In Table 3, we present a few examples where our transformation mapping could provide formal semantics for OBO constructs, taken directly from OWL semantics specifications. So,

1. x is_a y: all instances of x are also instances of y.

2. x is domain of y: the subject entity for all relationships of type y is an instance of x.

3. x is disjoint from y: x and y do not have any common instances.

Table 3. Semantics for OBO using OWL mappings

While the identification is straightforward in these cases, in certain other situations, it is not very clear. Finding the semantics of relationships in OBO is one such case.
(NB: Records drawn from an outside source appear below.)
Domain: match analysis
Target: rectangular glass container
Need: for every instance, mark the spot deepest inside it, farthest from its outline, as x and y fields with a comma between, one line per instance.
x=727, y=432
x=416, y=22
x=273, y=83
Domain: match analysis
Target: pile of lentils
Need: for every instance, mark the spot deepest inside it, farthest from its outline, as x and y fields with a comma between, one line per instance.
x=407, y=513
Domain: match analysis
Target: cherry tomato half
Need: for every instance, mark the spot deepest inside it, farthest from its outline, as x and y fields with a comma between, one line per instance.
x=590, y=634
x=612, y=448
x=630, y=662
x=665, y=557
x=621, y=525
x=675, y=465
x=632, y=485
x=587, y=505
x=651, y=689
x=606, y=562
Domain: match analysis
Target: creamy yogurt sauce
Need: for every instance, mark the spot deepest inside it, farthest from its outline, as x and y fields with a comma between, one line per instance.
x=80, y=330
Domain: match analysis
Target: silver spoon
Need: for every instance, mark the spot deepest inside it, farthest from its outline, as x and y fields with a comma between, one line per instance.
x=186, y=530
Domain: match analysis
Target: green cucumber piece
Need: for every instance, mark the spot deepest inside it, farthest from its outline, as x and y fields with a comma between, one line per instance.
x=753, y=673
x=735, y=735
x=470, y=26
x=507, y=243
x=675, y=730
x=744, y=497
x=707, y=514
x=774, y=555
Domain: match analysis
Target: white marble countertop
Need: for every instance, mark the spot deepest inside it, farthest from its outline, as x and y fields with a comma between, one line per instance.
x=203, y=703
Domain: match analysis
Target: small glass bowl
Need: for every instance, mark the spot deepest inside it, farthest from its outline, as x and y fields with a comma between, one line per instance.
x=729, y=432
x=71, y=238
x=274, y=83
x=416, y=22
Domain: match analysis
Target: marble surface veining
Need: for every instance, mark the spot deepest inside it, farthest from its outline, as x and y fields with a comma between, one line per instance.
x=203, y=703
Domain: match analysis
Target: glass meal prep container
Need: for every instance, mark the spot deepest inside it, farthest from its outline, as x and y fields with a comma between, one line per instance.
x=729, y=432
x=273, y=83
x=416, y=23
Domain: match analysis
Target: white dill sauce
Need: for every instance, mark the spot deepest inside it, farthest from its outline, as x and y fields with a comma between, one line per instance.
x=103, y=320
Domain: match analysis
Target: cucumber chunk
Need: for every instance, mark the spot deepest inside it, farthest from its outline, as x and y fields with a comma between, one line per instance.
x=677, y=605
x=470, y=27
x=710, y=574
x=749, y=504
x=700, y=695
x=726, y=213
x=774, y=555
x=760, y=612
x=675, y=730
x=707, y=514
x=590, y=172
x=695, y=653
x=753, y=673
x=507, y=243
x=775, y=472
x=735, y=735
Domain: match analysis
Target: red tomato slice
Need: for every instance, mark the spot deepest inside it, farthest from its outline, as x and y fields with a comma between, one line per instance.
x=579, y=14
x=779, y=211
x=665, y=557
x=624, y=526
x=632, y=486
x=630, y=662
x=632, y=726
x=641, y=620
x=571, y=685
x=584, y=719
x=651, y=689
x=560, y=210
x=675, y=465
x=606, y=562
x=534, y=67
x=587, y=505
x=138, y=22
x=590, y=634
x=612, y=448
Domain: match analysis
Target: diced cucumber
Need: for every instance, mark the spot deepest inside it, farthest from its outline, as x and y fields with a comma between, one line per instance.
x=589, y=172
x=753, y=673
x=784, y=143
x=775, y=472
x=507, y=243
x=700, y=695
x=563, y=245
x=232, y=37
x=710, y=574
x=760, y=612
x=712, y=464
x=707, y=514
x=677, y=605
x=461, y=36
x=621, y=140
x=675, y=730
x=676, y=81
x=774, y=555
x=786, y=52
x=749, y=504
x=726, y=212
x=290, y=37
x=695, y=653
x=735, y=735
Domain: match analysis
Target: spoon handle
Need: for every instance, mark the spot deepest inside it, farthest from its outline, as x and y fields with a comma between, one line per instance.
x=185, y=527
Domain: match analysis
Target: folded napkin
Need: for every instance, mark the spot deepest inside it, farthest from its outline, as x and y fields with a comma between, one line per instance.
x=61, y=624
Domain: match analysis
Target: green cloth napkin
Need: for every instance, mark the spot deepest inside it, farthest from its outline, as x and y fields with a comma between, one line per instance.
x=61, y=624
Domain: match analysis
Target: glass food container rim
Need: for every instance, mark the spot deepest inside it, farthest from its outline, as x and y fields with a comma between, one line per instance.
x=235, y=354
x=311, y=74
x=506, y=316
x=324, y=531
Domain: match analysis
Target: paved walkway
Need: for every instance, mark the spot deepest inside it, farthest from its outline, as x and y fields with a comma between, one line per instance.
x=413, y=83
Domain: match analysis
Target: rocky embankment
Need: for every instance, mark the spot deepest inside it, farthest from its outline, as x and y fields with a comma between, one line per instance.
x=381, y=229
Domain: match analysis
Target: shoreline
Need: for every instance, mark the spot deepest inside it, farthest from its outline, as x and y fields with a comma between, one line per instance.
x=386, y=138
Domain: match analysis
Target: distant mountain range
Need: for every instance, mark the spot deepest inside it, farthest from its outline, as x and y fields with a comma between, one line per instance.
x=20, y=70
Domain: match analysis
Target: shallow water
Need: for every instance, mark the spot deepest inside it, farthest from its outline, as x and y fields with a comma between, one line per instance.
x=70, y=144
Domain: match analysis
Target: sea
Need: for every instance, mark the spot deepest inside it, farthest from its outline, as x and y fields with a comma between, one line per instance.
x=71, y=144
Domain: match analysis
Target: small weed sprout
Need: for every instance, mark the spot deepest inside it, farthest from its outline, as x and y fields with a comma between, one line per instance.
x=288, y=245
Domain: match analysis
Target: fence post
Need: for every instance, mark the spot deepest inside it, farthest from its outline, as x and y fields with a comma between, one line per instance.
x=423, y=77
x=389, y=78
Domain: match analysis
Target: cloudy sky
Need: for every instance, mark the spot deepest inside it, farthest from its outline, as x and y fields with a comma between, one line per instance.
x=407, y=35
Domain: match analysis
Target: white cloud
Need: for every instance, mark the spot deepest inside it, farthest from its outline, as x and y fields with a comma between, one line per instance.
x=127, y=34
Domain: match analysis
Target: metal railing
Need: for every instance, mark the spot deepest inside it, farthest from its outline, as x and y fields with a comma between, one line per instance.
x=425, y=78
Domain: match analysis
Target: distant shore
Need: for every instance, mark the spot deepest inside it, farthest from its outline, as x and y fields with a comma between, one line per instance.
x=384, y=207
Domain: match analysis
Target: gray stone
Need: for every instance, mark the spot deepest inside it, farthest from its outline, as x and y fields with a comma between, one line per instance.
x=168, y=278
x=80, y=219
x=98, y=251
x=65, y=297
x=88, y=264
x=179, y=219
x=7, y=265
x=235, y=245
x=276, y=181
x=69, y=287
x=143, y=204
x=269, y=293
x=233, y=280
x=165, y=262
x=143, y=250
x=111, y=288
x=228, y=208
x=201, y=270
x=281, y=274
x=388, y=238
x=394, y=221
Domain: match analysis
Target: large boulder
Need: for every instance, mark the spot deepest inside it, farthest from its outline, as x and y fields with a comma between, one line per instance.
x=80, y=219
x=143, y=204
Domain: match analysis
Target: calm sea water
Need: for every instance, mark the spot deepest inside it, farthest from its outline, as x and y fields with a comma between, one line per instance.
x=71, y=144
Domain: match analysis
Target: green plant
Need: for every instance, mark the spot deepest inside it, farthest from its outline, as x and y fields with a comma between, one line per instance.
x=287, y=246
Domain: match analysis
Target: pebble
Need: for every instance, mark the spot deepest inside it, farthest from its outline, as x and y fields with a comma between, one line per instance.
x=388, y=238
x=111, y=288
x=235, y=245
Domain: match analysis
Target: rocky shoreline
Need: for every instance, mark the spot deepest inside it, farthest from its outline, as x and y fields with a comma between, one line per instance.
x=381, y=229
OBO specifications do not provide the semantics of the construct used to specify relationships between two terms using a typedef. Therefore, it is hard to decide which of the available relationship constraints in OWL (owl:allValuesFrom, owl:someValuesFrom) to use, the former being similar to a universal quantifier, and the latter to an existential quantifier. In our transformations, we use owl:someValuesFrom, since already built ontologies show examples of use of OBO relationship construct in a way compatible to that of owl:someValuesFrom. We recommend that in practice the semantics of OBO relationships always match the owl:someValuesFrom restriction.

Other OBO tags that do not clearly match with OWL elements, such as synonyms and subsets, as well as the semantics for the ‘is_obsolete’ tag also present a more significant challenge in the identification of semantics.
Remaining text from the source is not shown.